Jest to niewątpliwie kuriosum jakie warto odnotować. Mirosław Bałka to niemłody już narcystyczny ‘artysta’, który z niewiadomych powodów został wywyższony przez polskie środowisko krytyków do rangi jednego z bogów współczesnej polskiej sztuki (głównie rzeźby). Widziałem kiedyś spreżynę przytwierdzona do ściany jaka uchodziła za jego wielkie odkrycie artystyczne. Musi zatem istnieć w Polsce jakiś klan nieudanych profesorów i krytyków, którzy gotowi są promować taką sztukę bo sami również niczego nie osiągnęli i dobrze się czują w takim błotku wzajemnej adoracji.

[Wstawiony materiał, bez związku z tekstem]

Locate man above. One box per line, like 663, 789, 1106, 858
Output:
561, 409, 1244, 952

Tym razem na rynku pojawiła się p. Bałki bazgranina na kartce wyceniona na 250 euro. Proszę się przyjrzeć, powiększyc ten kredkowy rysunek i ocenić odkrywczość tej kompozycji. Przypomina mi się natychmiast klasyczna bajka o królu i jego niewidzialnych szatach krojonych przez karawca. Nie jest tupetem dla mnie rysowanie i próba póżniejszej sprzedaży takiej kartki bo nawet takie beztalęcie musi z czegoś żyć. Wielkim nadużyciem i krzywdą jest wmawianie takiemu człowiekowi, że tworzy nową wartość w sztuce. Tyle, że ci co to promują też warci są funta kłaków.
——————————————–
lot 371. Miroslaw Balka (1993): Crayon et bic noir sur papier. ” nostrils”, signé en bas à droite, dim: 20,5 x 29,5 cm. etsimate 250. 300 euro. Bruksela. 11/23/15
Nie rozumie Pan zamysłu tego dzieła. Ten rysunek to bardzo przenikliwe spojrzenie, a nawet kwintesencja kondycji ludzkiej. Bałka bardzo lapidarnie to ukazał a zarazem kunsztownie i oszczędnie. Ten rysunek jest jednocześnie wysmakowany i oszczędny w formie. W twórzczości Bałki można się rozmakować.
Szkoda ze nie nauczyl sie rysowac…
Ileż fermentu w tej dyskusji: jedna opinia o potrzebie delektowania się smakiem, druga a braku umiejętności rysowania. Chyba to jest oznaka geniuszu.